Species of gastropod

Odostomia trachis is a species of sea snail, a marine gastropod mollusc in the family Pyramidellidae, the pyrams and their allies.

==Description==
The small shell has an elongate-conic shape. Its length measures 2.5 mm. The whorls of the protoconch are small, smooth, and strongly obliquely immersed in the first of the succeeding turns, above which only the tilted edge of the last volution projects. The five whorls of the teleoconch are moderately rounded, strongly contracted at the sutures, and slopingly shouldered at the summit. They are marked by strong, rounded, decidedly retractive axial ribs, of which 16 occur upon the second, 18 upon the third, and 20 upon the penultimate turn. In addition to the axial ribs the whorls are crossed between the sutures by four spiral cords, which are as strong as the ribs and render them nodulous at their junction. The second of these cords below the summit marks the angle of the shoulder. The spaces enclosed by the ribs and cords are deep, squarish pits.
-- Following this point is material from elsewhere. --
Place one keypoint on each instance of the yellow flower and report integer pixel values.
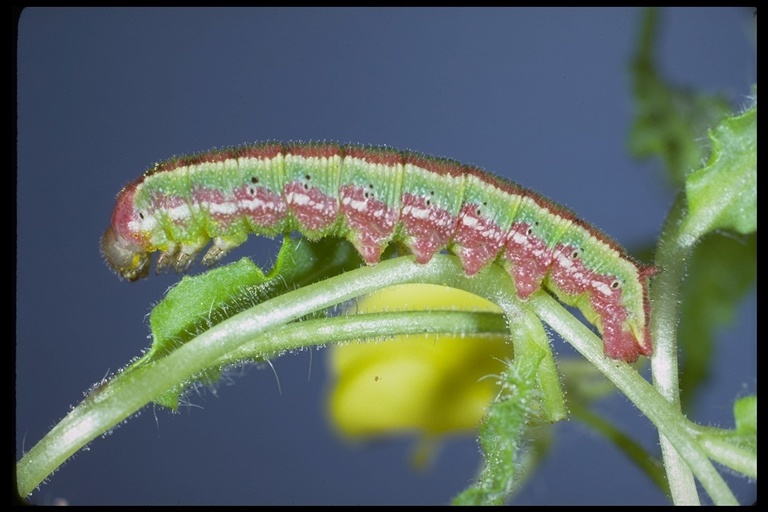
(429, 385)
The sutures are subchanneled. The periphery of the body whorl are marked by a groove, crossed by the spiral ribs, which terminate at the extremity of the first basal cord. The base of the shell is well rounded. It is marked by four subequal, distantly spaced, narrow, spiral cords, the broad spaces between which are crossed by numerous axial threads. The aperture is oval. The posterior angle is obtuse. The outer lip is thin, showing the external sculpture within. The columella is slender, reflected, and reinforced by the base. It is provided with a fold at its insertion. The parietal wall is covered with a thin callus.

==Distribution==
The type species was found in the Pacific Ocean off San Pedro Bay, California.